Situated a mile-and-a-half below the Pacific Ocean surface, each vent is a fissure in the earth, spewing out gallons of saltwater heated by magma to more than 570 degrees. The vents are a critical link in ocean dynamics, providing havens of life on the seafloor, impacting global ocean chemistry and providing a lens into tectonic geology.

Though hydrothermal vents were first discovered in the 1970s, this most recent find marks a new chapter in the technology used to find them. The location of the vents were first noticed through a survey taken by an underwater robot operated by WHOI scientists, a process which allows for faster, more efficient and more detailed study of these deep-sea features.

“I’ve been doing this for over 50 years, it is really quite unique,” said Daniel Fornari, an emeritus researcher and co-lead scientist on the project. “It really is just over the last several years that we’ve been able to do this sort of parallel operation of vehicles.”

Launching an autonomous underwater vehicle called Sentry. — Courtesy Woods Hole Oceanographic Institution

The key to this rapid discovery, Mr. Fornari said, was a remotely controlled robotic submarine named Sentry, operated by WHOI and funded by the National Science Foundation.

“The robot goes down and it’s given a mission. And that mission is to fly 65 meters above the terrain,” he said.

During that flyover, Sentry uses acoustics to map out large swaths of the sea floor. Scientists on the expedition, also funded by the NSF, can then pour over those maps to identify fruitful locations for further study.

An analysis of a Sentry survey last week pointed to a few potential vent locations. In order to confirm them, a group of on-site researchers went to see it for themselves, diving down in the deep-sea submarine named Alvin.

“We had never been up there before even though we’ve been diving at this particular location for over 30 years,” Mr. Fornari said, of the new vent site.

Heading out on the Atlantis to check on hydrothermal vents.

Diving down in Alvin, said expedition chief scientist Jill McDermott, allows the team to make a more detailed appraisal of the vent site. Those sites, she said, are forged in tectonically active areas of the ocean floor, where ocean water and hot magma meet.

“It comes out of the seafloor as these big geysers and black smokers that are creating oases of life in the deep ocean, that are all based on chemosynthesis, not photosynthesis,” she said.

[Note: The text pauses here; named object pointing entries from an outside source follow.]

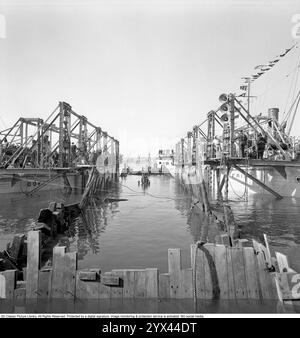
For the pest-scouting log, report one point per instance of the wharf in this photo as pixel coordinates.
(218, 272)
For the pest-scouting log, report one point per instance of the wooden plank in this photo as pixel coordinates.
(44, 286)
(88, 275)
(209, 265)
(7, 284)
(222, 270)
(174, 263)
(251, 273)
(230, 274)
(283, 264)
(33, 264)
(239, 273)
(197, 258)
(116, 291)
(104, 290)
(86, 289)
(267, 286)
(186, 284)
(128, 291)
(225, 239)
(289, 284)
(151, 283)
(57, 285)
(268, 252)
(110, 280)
(20, 295)
(69, 274)
(164, 286)
(15, 248)
(140, 284)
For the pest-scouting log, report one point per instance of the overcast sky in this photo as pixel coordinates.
(145, 71)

In these deep-water vent ecosystems, the bottom level of the food chain is comprised of creatures powered by chemical reactions, rather than by sunlight.

Samples taken by the submarine expedition revealed certain unexpected aspects of these vents, Ms. McDermott said, including an unusually high salinity level. That and other observations could help scientists better understand how hydrothermal vents affect the broader ocean, especially in their role as a nutrient source for some organisms.

“All of this taken together is going to help us understand, in a much more comprehensive sense, how much water is circulating through the seafloor, and what is the net effect on the global ocean,” she said.

Underwater vents are fissures in the sea floor. — Courtesy Woods Hole Oceanographic Institution

These new examples could also give researchers more insight into the geologic aspects of the phenomena.

“It’s going to really increase the kind of the complexity and the overall perspective we have,” Ms. McDermott said.

Ms. McDermott also emphasized the subjective impact that diving down in the Alvin at these sights can have on a young sea-floor-researcher.

“The scales of the environment are so much larger than I ever imagined,” she said. “When I was a junior scientist, I pictured it sort of small, like a lava flow you might see in Hawaii. But in the sea floor, an individual pillow lava can be the size of like, a Volkswagen Beetle, or school bus even.”

That first experience diving down over a decade ago, she said, still sticks with her today.

“It’s like an emotional response to that environment,” she said. “A lot of my normal day I’m working on data, I’m working on the water. I’m training students on how to do those things. But locked in my memory now is what the environment was like. And that is very compelling and motivating.”